Omniprésent durant le quinquennat, Nicolas Sarkozy adoptera au fil des mois une attitude de plus en plus agressive envers le chef de l'État. En off, le ministre de l'Intérieur multiplie les critiques - "Le pauvre, je ne peux pas lui dire qu'il n'a fait que des conneries" - et les remarques désobligeantes, notamment sur la passion du Président pour les sumos.

Trop présent, trop gênant, Nicolas Sarkozy a besoin d'un rappel à l'ordre. Celui-ci interviendra le 14 juillet 2004. "Il n'y a pas de différends entre le ministre des Finances et moi, (...) Je décide, il exécute", lance-t-il sans ménagement. "La polémique ne m'intéresse pas, je n'y céderai donc pas", répond un Nicolas Sarkozy prêt à affronter un conflit larvé.

Écarté du gouvernement pour ne pas cumuler les rôles de président de l'UMP et ministre, Nicolas Sarkozy y effectuera son retour en 2006 et mènera sa campagne élyséenne avec un soutien très discret du président de la République. 

Je veux être le candidat qui dira aux Français ce qu'il fera (...) Je suis donc différent de Jacques Chirac

Nicolas Sarkozy

"Je veux être le candidat qui dira clairement aux Français ce qu'il fera s'ils me font confiance. C'est ma spécificité. Je suis donc différent de Jacques Chirac", se permet-il même d'annoncer dans la presse. Jacques Chirac ne répond pas mais les confidences qu'il fait à ses visiteurs du soir sur la nécessité "d'écraser Sarkozy du pied gauche car ça porte chance" en disent long sur les sentiments qui l'animent.

La victoire de Nicolas Sarkozy en 2007 donne au président sortant une dernière raison d'en vouloir à son successeur. "Le 6 mai 2007 (...) nous sommes réunis à l’Elysée (...) pour entendre la première déclaration du futur chef de l’État. Chacun de nous écoute (...), guettant secrètement le moment où il citera sans doute le nom de celui auquel il s’apprête à succéder, ou même le remerciera du soutien qu’il lui a apporté. Mais ce moment ne viendra jamais. Pour ma part, je m’abstiens de manifester la moindre réaction. Mais au fond de moi je suis touché, et je sais désormais à quoi m’en tenir", raconte-t-il dans Mémoires.

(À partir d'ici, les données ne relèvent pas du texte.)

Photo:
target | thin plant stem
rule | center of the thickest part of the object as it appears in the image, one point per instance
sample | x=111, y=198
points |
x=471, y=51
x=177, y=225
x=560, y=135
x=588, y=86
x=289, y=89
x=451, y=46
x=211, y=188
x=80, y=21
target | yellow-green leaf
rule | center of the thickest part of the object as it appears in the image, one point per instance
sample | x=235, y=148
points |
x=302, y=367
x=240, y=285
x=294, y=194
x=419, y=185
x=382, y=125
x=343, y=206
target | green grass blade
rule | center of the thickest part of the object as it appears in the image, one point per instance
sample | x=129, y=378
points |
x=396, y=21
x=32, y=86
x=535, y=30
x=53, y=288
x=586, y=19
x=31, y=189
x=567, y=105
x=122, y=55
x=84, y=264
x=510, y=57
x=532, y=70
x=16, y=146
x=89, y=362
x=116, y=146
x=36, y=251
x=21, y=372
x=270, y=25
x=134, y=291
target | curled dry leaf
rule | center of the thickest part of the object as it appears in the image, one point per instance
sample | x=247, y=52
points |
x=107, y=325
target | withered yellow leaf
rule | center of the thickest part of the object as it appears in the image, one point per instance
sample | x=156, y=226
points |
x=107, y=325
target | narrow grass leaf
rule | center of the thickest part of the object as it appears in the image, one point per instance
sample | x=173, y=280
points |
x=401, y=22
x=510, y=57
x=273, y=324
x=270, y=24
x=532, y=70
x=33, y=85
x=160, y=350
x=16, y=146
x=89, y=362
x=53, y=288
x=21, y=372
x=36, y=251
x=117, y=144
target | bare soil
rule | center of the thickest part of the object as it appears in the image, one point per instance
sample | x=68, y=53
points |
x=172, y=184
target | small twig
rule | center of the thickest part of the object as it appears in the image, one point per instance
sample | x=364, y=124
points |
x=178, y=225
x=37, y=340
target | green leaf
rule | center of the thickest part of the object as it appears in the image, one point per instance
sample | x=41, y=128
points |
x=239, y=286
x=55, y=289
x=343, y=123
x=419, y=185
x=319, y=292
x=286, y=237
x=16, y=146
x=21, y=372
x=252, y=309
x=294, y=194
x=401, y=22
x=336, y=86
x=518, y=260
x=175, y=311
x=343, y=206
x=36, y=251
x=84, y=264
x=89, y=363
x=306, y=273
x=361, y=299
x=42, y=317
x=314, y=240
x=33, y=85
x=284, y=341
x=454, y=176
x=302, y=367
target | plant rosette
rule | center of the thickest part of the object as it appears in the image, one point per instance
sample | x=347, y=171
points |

Une raison suffisante pour exposer dans ce même ouvrage ses doutes concernant l'implication de Nicolas Sarkozy dans l'affaire des terrains de Vigneux : "Il m’a toujours manqué la preuve qu’elle avait été initiée par le ministère du Budget, comme on me l’assurait. Mais cette affaire montée de toutes pièces ne me paraissait évidemment pas étrangère à la campagne présidentielle".

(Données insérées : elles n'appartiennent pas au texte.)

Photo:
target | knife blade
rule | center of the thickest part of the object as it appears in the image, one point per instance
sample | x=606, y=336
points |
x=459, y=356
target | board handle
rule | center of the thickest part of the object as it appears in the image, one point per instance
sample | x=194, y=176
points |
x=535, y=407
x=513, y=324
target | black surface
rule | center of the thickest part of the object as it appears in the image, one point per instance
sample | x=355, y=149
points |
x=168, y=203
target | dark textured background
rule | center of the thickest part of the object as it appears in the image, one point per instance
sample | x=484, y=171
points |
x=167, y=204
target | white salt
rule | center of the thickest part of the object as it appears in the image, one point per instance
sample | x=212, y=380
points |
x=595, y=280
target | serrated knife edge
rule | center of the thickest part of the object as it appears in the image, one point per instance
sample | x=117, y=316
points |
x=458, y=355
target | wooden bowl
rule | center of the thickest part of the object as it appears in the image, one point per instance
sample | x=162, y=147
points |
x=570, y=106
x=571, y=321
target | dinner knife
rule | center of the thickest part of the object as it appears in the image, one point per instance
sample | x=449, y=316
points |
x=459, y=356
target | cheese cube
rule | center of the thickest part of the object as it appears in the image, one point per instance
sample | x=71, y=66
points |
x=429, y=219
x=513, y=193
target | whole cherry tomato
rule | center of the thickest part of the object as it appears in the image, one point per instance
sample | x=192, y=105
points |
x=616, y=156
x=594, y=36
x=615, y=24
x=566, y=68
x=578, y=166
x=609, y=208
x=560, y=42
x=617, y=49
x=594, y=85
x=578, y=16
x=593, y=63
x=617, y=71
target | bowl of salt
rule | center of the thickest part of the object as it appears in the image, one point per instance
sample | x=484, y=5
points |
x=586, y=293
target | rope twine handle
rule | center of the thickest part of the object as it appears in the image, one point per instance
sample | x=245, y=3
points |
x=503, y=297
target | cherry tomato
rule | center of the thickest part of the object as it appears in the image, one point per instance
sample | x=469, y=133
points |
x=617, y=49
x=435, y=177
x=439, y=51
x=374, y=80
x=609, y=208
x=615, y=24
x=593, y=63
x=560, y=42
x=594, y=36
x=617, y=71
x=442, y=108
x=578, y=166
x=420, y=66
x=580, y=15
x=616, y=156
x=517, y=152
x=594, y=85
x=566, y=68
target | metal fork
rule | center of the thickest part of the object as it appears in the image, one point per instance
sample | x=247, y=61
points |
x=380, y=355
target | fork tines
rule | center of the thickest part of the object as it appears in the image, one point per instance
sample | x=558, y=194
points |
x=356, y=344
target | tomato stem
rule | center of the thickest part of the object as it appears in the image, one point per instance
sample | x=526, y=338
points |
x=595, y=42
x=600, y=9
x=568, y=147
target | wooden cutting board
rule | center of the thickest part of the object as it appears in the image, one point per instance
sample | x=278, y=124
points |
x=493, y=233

Désormais loin de la politique, Jacques Chirac serait, selon les récits de ses proches, toujours extrêmement hostile à Nicolas Sarkozy. Comble de l'ironie, ce dernier est soutenu très activement par son épouse, Bernadette. Pendant ce temps, Jacques Chirac ne rêve plus que d'une chose : la victoire de son fidèle ami Alain Juppé contre Nicolas Sarkozy dans une bataille électorale aux allures de guerre fratricide.